Kitchen Basics > Tools and Equipment | Printable Version |
Selecting a Chef’s Knife
A chef’s knife will serve 95% of your kitchen slicing, dicing and other knife needs. One size does not fit all: selecting a knife is a very individual decision. One of the most important things to consider is if it feels comfortable to you. Every cook is different, and has different preferences.
Find a cutlery or cookware store with a wide selection of brands and styles, and one where you can hold, and even better, try the knives. Do not be afraid to try every knife in the store.

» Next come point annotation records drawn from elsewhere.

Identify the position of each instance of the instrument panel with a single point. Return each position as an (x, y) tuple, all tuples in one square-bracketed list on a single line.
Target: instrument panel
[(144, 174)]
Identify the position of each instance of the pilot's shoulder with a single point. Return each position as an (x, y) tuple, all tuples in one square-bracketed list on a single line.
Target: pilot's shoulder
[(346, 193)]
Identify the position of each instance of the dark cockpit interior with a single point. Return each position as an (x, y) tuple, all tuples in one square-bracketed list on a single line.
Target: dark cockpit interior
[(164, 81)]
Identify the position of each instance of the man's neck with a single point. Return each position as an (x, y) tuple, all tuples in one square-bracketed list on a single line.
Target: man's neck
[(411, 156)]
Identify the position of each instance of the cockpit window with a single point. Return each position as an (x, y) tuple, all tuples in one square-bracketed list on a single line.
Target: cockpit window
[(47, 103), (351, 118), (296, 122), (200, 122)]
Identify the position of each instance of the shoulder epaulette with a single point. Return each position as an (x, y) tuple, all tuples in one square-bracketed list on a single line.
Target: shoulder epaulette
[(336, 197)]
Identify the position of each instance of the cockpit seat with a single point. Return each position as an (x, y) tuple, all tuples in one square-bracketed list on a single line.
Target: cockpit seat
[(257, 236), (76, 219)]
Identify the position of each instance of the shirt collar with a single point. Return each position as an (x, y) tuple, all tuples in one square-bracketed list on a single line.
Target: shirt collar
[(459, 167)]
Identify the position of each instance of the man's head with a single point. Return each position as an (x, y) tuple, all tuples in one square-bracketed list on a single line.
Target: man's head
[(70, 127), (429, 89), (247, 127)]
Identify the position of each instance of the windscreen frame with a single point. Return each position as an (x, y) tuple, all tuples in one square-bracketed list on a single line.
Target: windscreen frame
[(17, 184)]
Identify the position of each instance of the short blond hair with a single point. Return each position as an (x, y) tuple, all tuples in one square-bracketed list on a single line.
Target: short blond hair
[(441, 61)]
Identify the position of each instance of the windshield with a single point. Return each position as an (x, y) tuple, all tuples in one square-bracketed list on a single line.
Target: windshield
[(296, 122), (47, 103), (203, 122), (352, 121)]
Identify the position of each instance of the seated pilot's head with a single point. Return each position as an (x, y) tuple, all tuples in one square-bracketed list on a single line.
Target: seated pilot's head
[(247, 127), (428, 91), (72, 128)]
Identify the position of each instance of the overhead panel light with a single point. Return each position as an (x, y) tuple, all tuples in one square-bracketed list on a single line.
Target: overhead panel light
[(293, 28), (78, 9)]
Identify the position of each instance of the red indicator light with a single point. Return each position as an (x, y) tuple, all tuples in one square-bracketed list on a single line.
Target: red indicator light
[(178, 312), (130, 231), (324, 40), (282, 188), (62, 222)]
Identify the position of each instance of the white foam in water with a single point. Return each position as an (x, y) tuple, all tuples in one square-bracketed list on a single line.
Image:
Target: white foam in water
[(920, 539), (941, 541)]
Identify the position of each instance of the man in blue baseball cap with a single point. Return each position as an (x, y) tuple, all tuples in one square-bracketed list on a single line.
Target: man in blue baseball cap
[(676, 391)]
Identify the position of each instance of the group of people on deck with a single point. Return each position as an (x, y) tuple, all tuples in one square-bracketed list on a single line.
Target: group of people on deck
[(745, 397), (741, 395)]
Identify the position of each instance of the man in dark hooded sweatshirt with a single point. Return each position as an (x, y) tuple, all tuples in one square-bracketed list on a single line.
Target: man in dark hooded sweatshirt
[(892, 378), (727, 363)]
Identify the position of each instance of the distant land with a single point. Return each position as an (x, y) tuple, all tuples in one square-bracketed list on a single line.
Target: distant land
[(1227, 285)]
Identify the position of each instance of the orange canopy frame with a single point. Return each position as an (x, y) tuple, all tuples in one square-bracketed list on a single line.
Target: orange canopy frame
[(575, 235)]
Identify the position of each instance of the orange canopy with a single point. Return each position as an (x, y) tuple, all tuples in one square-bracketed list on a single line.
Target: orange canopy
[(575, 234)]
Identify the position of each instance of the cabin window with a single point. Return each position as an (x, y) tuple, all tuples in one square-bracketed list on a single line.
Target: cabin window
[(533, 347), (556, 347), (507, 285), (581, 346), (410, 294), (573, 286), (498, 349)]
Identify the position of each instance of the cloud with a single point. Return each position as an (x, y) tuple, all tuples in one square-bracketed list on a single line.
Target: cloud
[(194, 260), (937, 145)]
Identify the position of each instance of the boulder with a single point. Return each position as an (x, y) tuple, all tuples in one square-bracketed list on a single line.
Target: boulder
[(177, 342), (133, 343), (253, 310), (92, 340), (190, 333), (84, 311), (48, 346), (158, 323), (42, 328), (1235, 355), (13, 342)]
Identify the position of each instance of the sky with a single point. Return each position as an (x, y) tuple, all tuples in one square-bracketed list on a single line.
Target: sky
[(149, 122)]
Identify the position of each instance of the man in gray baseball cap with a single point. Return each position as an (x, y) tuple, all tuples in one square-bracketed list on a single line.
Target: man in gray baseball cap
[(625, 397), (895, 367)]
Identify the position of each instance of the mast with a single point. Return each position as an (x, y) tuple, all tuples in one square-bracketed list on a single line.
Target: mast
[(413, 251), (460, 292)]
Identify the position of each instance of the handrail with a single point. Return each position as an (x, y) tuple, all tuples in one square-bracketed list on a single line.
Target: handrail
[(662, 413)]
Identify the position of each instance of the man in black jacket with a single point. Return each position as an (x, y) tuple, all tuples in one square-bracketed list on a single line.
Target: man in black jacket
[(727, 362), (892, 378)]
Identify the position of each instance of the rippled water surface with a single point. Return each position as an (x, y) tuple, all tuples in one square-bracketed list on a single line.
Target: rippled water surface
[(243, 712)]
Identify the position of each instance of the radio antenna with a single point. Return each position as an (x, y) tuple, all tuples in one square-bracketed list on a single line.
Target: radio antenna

Try not to be biased about the price, weight, size, or shape of the knife. Be open-minded, and as with any kitchen purchase, buy quality over appearance and buy the best you can afford. This is a long-term purchase, and one that will outlast most of your kitchen equipment. If possible, try the knife in the store: try mincing, dicing, slicing and cutting. The knife should feel comfortable in your hand, like a part of your hand: it should not feel unwieldy or unnatural. Some people prefer the weight of a heavier chef’s knife and others prefer a more delicate feel: it is not a gender or strength issue. The knife should feel balanced in your hand, and the weight should be equally balanced between the handle and blade. Side balance is also important: the knife should not move from side to side. Chef’s knives are usually available in 8 inch, 10 inch and 12 inch lengths (most home chefs prefer a 10 inch blade). Always confirm the return policy.
General rules for selecting a chef’s knife:
• Invest in quality: you will have it a long, long time
• Select a knife that feels good in your hand: it should feel comfortable
• Forged (molded under high heat) last longer than stamped blades
• High carbon steel gives the sharpen-ability of carbon steel, but does not discolor like carbon steel
• There are a number of great companies, but you cannot go wrong with Wüsthof and J.A. Henckels
While you are investing in a chef’s knife, also purchase a sharpening steel and sharpening stone. A sharpening stone does not sharpen the knife, but aligns the edges of the knife. It is recommended that you steel your knife before each use. The more you steel your knife, the longer it will keep a sharp edge.
Every time you sharpen your knife, you lose a small amount of metal from the blade. Hand sharpening your knife on a sharpening stone helps prolong the life of the blade, as you have more control than with an electronic sharpener.
You should have your knives professionally sharpened at least once per year. Remember, dull knives are dangerous knives.